La première phase du projet VHyGO prévoit par conséquent la création de trois nouveaux sites de production d'hydrogène vert par électrolyse. Cette production semi-centralisée d'une capacité de 3,5 MW sera répartie entre les trois régions du projet : Brest (1,5 MW), Saint-Nazaire (1,5 MW) et Dieppe (0,5 MW). Trois nouvelles stations de distribution verront aussi le jour. D'une capacité initiale de 1 900 kg/jour au total, elles seront modulables pour accompagner la montée en charge prévue tout au long des différentes phases du projet. Pour la partie « consommateur », le projet mise sur une flotte de véhicules : 23 bus de 12 mètres, sept bennes à ordures ménagère, un poids-Lourd en rétrofit, 10 véhicules utilitaires légers et 30 bus de 18 mètres. Ces usages seront répartis entre Brest Métropole, la Carene Saint-Nazaire Agglomération et l'agglomération Dieppe Maritime.

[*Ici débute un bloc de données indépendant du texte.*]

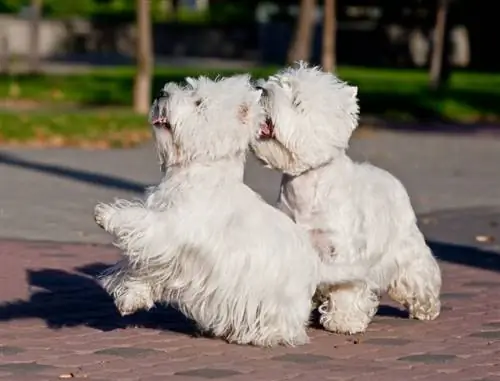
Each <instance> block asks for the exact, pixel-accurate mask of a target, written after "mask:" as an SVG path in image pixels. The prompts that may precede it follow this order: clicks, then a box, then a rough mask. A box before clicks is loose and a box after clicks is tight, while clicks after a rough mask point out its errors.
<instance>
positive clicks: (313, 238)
mask: <svg viewBox="0 0 500 381" xmlns="http://www.w3.org/2000/svg"><path fill="white" fill-rule="evenodd" d="M309 237H310V239H311V242H312V244H313V246H314V248H315V249H316V251H317V252H318V254H319V256H320V258H321V260H322V261H325V262H330V263H331V262H332V261H333V259H334V258H335V255H336V252H335V246H334V245H333V243H332V241H331V232H329V231H326V230H323V229H311V230H309Z"/></svg>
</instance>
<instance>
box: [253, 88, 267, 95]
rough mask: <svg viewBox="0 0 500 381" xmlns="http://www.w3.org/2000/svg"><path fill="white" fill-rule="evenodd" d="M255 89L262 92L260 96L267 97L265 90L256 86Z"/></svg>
mask: <svg viewBox="0 0 500 381" xmlns="http://www.w3.org/2000/svg"><path fill="white" fill-rule="evenodd" d="M255 89H257V90H260V91H262V94H261V96H262V97H267V95H268V92H267V89H264V88H263V87H262V86H257V87H256V88H255Z"/></svg>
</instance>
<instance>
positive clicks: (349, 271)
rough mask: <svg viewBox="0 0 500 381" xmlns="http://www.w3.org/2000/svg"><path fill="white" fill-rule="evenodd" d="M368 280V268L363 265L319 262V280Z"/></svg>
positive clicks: (343, 282)
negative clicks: (319, 265) (363, 265)
mask: <svg viewBox="0 0 500 381" xmlns="http://www.w3.org/2000/svg"><path fill="white" fill-rule="evenodd" d="M367 280H368V269H367V267H365V266H359V265H356V264H348V263H345V262H332V263H325V262H322V263H321V264H320V282H319V283H328V284H340V283H358V282H366V281H367Z"/></svg>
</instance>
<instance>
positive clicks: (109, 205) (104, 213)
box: [94, 202, 113, 229]
mask: <svg viewBox="0 0 500 381" xmlns="http://www.w3.org/2000/svg"><path fill="white" fill-rule="evenodd" d="M112 212H113V207H112V206H110V205H108V204H105V203H102V202H100V203H99V204H97V205H96V206H95V208H94V221H95V223H96V224H97V225H98V226H100V227H101V228H103V229H106V223H107V221H108V220H109V217H110V216H111V214H112Z"/></svg>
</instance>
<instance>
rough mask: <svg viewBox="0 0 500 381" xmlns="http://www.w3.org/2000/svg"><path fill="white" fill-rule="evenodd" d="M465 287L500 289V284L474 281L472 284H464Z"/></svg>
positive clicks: (468, 283)
mask: <svg viewBox="0 0 500 381" xmlns="http://www.w3.org/2000/svg"><path fill="white" fill-rule="evenodd" d="M463 286H465V287H477V288H490V287H495V288H498V287H500V282H494V281H481V280H474V281H471V282H467V283H464V284H463Z"/></svg>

Exemple du projet Rouen Vallée Hydrogène (RVH2)

Porté par le groupe Valorem et la métropole Rouen Normandie, ce projet vise à développer une première unité de production d'hydrogène vert. Ce projet comprend ainsi l'installation de deux infrastructures complémentaires : un parc photovoltaïque d'au moins 7 MWc dont l'électricité verte produite viendra alimenter un électrolyseur à hydrogène d'une puissance installée de 1 MW. L'hydrogène produit sera alors compressé et stocké pour alimenter une station de distribution.

Depuis 2017, la métropole possède une station de recharge d'hydrogène pour véhicules légers installée grâce aux projets EAS-HyMob qui alimente une dizaine de Kangoo ZE H2. Cette fois, la nouvelle station alimentera une flotte de 11 bus exploités par Transdev Rouen dont la livraison est prévue pour mi-2022. La métropole souhaite tester la solution hydrogène sur les lignes de bus trop longues pour être exploitées avec des bus électriques. « Le fonctionnement en circuit court correspond bien au caractère territorial et décentralisateur de la transition énergétique » précise Philippe Etur, directeur général adjoint du groupe Valorem.

Au-delà de la flotte de véhicules, la métropole investira prochainement aux côtés de Valorem dans la création de la centrale photovoltaïque et la fabrication de l'électrolyseur via un outil d'investissement de format société d'économie mixte (Sem) locale. Valorem aura lui à charge la conception, le développement, le co-financement et l'exploitation-maintenance de ces infrastructures.